You get the impression that it is a skill that is not an immediate priority for the pianist. Although he appeared to be working fairly consistently through the recent health emergency, as a solo recitalist and in his established chamber music partnerships as well as with orchestras, Grosvenor says he was profoundly affected by the hiatus.

“Initially I took some time away from the piano, which I hadn’t done for many years. I returned to it again and explored some new repertoire, and found the break to be refreshing, though it was then difficult to work in a focussed way with no concerts to prepare for.

“The pandemic hasn’t necessarily changed my focus now that that things have somewhat normalised, but certainly over the last years it has posed many challenges. I must admit I never really got used to streaming without an audience, and certainly when it came to a piano recital (without any other musicians involved) it was a very strange experience. I am very glad to see audiences back again.

“Coming out of the first lockdown the thing I really wanted to do most of all was play chamber music, and I actually put on some chamber music concerts where I currently live in southeast London. We were some of the first concerts to take place with audiences, and it was a very fulfilling experience and also hugely interesting to see things from the promoter’s side.

“And the situation is still throwing me curved balls. Recently in Pittsburgh a positive case in the orchestra on the day of the first concert meant we had to go from Rachmaninov Second Concerto to Brahms Piano Quintet with just seven hours’ notice!”

Grosvenor may have been a precociously young signing to a major label, Decca, but being a pragmatic musician with the ability to deal with such situations, rather than a glamorous star, seems to be his chosen path.

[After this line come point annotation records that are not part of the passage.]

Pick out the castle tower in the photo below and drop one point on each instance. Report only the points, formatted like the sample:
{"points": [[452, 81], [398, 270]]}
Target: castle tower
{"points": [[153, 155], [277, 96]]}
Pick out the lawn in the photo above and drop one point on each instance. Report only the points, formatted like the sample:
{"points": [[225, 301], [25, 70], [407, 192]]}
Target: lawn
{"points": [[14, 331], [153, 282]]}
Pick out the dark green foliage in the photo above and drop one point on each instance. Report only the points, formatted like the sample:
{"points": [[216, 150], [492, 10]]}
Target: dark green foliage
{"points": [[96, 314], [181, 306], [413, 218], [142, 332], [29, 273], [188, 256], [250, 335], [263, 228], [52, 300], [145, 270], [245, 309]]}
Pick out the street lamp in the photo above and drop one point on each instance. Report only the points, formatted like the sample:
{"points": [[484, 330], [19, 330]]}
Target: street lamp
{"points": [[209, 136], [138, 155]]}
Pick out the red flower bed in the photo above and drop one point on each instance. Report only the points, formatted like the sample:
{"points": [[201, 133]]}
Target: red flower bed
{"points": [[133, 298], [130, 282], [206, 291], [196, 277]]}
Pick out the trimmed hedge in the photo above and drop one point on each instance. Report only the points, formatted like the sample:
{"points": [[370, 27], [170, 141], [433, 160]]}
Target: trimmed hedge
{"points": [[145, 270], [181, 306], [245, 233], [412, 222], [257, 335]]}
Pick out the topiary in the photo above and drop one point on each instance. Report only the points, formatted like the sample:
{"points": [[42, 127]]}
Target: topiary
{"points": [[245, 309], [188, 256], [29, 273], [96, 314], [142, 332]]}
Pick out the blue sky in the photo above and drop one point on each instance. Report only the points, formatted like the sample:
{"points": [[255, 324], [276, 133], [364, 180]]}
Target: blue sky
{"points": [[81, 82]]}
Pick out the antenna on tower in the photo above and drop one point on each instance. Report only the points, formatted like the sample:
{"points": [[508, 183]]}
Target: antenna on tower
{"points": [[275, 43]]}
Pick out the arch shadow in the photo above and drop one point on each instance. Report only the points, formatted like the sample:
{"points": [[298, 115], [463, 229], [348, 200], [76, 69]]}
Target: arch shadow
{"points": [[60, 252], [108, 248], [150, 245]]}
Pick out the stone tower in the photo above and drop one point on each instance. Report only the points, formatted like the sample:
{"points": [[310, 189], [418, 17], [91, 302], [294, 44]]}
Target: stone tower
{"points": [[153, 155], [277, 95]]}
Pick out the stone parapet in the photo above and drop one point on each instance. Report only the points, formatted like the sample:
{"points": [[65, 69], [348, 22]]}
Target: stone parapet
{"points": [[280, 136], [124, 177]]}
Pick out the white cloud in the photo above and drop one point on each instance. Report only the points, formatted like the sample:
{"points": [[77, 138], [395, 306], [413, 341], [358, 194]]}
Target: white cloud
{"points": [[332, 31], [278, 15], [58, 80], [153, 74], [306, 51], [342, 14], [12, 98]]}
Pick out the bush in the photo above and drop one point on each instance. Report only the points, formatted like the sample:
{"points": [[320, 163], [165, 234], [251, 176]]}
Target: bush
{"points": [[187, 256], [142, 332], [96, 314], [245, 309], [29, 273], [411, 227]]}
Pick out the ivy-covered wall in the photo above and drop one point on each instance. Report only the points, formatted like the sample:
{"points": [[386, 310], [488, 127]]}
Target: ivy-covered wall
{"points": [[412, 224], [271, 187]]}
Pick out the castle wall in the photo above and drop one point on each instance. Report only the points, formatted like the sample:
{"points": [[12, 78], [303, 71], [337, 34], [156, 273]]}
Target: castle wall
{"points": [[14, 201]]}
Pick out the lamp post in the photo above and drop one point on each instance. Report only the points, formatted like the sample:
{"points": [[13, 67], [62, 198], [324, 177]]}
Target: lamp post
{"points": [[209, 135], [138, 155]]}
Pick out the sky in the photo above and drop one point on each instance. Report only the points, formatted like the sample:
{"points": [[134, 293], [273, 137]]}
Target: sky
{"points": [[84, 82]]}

“I have always had very varied tastes in repertoire, with no real inclination to specialise, and I still feel there is so much to explore. It can be tricky therefore to find a balance between exploring the old and the new, and while I have a great interest in contemporary music I must admit I haven’t played a great deal. As to early music, of course I play Bach, but going even earlier, there is a lot of wonderful 17th century keyboard music that I’d like to explore at some point.”

So, does he envy Liszt the superstar status he enjoyed in his lifetime?

“Not really!”

Benjamin Grosvenor plays Liszt’s Piano Concerto No 1 with the Scottish Chamber Orchestra at the Usher Hall, Edinburgh on Thursday February 3, Glasgow’s City Halls on Friday February 4 and Aberdeen Music Hall on Saturday February 5.